The Biden administration wants to change how benchmark payments to accountable care organizations are calculated to make it easier for providers in the Medicare Shared Savings Program (MSSP) to qualify for savings.
Leaders in the Centers for Medicare & Medicaid Services (CMS) outlined several changes they are pursuing to get more providers involved in value-based care in an article in The New England Journal of Medicine Thursday. CMS officials said the agency is looking into how to better calculate ACO benchmarks to better adjust for savings and to improve equity.
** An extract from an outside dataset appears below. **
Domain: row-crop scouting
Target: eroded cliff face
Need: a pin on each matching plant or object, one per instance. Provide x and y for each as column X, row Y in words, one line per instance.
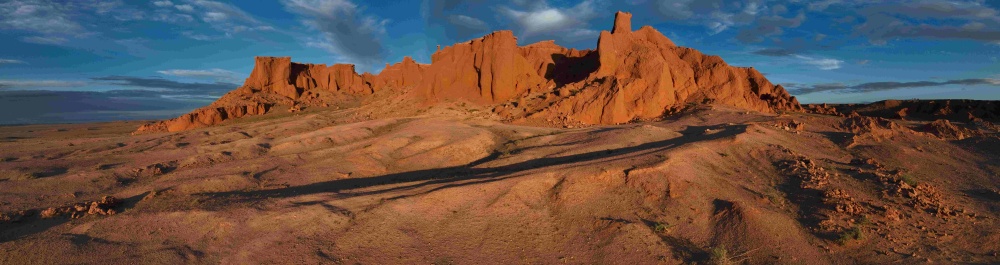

The goal of the reforms is to reverse a slide in participation in the Medicare Shared Savings Program—which oversees ACOs—and to target smaller providers that treat patients in underserved areas.
The Centers for Medicare and Medicaid Services announced Thursday that the professional and global Direct Contracting model will transition in 2023 to the Accountable Care Organization Realizing Equity, Access and Community Health (REACH) Model. In addition, the geographic Direct Contracting model on pause since March 2021 will be eliminated immediately.
“Under the ACO REACH Model, health care providers can receive more predictable revenue and use those dollars more flexibly to meet their patients’ needs — and to be more resilient in the face of health challenges like the current public health pandemic,” said Center for Medicare and Medicaid Innovation Director Liz Fowler in a statement.